From the edge of Park Güell’s upper platform, a multi-level park propped on candle stick columns, I see La Sagrada Familia, an anthill rising in the distance. At this time of day, the sun sets just the right amount and there is a multi-colored salamander warming itself on the wall. With one eye to the past and one to the future, I watch it with curiosity roll both eyes to find me.
“I’m tired of holding on to the present,” it says.
There is a wiggle of movement and it jumps down to a park bench and over a wall held together by cigar bands. Light reflects like a prism, colors shine from the spectacular slick skin that throws rainbows like Skittles, like silver points from an eighties disco ball.
Its tongue flickers. It is long and lashes out to lick the air, tasting the sweat of tourists who’ve made the climb; the bitterness of the coffee locals drink, the smell of fish along the restaurant row near the docks, the cafés along La Rambla, some distance, some blocks away.
La Sagrada Familia stands in the distance, watching over Barcelona, calling out “¡Venido aquí!” to those who will listen.
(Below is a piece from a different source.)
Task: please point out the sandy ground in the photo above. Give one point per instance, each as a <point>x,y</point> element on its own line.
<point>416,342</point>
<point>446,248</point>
The salamander hears the cry and scurries off to talk to an old man. The man tips his hat politely to the slithering kaleidoscope of color. He points his cane, tells the salamander to be careful, the streets can be dangerous. “Remember,” he says. “Gaudi will protect you.”
“I will,” it replies and moves on.
The salamander’s birdbath eyes of cold fall rain blink as it runs down the street.
We run together listening to music play from the shops along the way. It weeps at the youth spread out on the long, wide sidewalks.
“Everyone feels like that sometimes,” it says. “Taste it.”
My senses fill with flavors, smells, colors, tactile emotions the aging have forgotten as they wither and die. “Which is all you can expect, yes, all of you,” it says, reading my thoughts. “Each day you wake with anticipation, waiting to be stuffed back into life after breakfast while pieces of your essence are missing, sloughed off the night before. You don’t even notice.”
Its head bends back over a neck curved like a great river and says, “Miguelitos baked by a loving hand can only be so good for so long. Life will exist, but museums are homes to our memories and castles are eventually rocky hilltops. Barcelona is the future without right angles or straight lines. One can see the entropy of the world in Barcelona. It is a vast plain with no one to the rescue.”
The salamander’s tongue flickers. I try to hold on to the thought. “Is the city one gigantic theme park and not a city at all?” I ask. Pictures crash through my veins. “This is a far cry from my great city of ordinary, of cellophane, of the crispy-fried-life I know.”
“A certain seriousness is required to live each day in an amusement park,” the salamander murmurs. “To let others on rides ahead of you, to share your hotdog and potato chips, to be content with the ridiculousness of life on any one day, this is hard work for Americans.”
“We’re told we are assaulted on all sides,” I say.
“Yes, but, it is the same everywhere. Here we eat, we drink. Work is second and there is always soup for you.”
I look around and watch the movement of its winding body. It bends with each step and I don’t understand why it won’t break.
It says, “You must understand that here, a mutual singularity of purpose of a grand idea exists, that of the inevitability of life being less serious than we think it is. That is our secret.”
“Understanding seems more persistent here than coerced cooperation,” I say once we reach La Sagrada Familia. I wonder if there is a difference between this salamander winding its way through Barcelona to climb one of the eight towers of Gaudi’s church and a rodent wearing red shorts and suspenders; my mind whirls. I think I hear “now you’re getting it” as its words are drowned out by the vastness above me and my Barcelona guide disappears into a crack of the concrete wall.